4.4 Sub-Saharan Africa
- Namibia: A limited land reform has been a hallmark of the regime of Sam Nujoma; legislation passed in September 1994, with a "willing seller, willing buyer" approach.
- South Africa: Land reform was one of the promises made by the African National Congress when it came to power in South Africa in 1994. The system is based on fair price system, land is bought from its owners (willing seller) by the government (willing-buyer) and redistributed.

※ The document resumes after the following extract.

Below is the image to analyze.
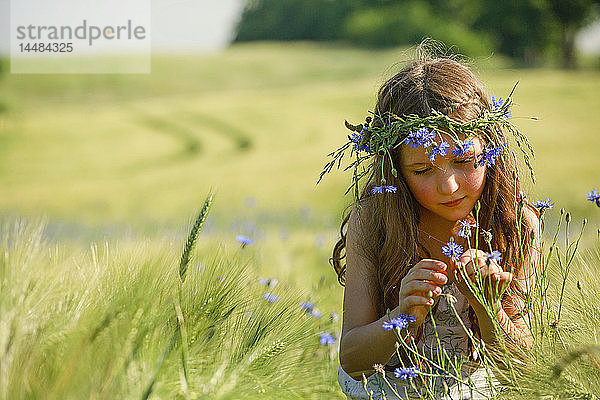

- Zimbabwe: Very controversial efforts at land reform in Zimbabwe under Robert Mugabe has moved steadily from a "willing seller, willing buyer" approach toward outright expropriation, often for the benefit of people close to the government.
4.5 North America
4.6 Asia
- China: The thorough land reform launched by the Communist Party of China in 1946, three years before the foundation of the People's Republic of China, won the party millions of supporters among the poor and middle peasantry. The land and other property of landlords were expropriated and redistributed so that each household in a rural village would have a comparable holding. This agrarian revolution was made famous in the West by William Hinton's book Fanshen.
- Japan: After World War II, the U.S. occupying forces conducted a land reform in Japan.
- Taiwan: In the years after World War II, Chiang Kai-shek conducted land reform at the insistence of the U.S. This course of action was made possible, in part, by the fact that many of the large landowners were Japanese who had fled and also by the fact that the Kuomintang were mostly from the mainland and had few ties to the remaining indigenous landowners.
- Vietnam: In the years after World War II, even before the formal division of Vietnam, generally successful and popular land reform boosted the popularity of North Vietnamese leader Ho Chi Minh, especially when contrasted with failed attempts at land reform in South Vietnam under Ngo Dinh Diem.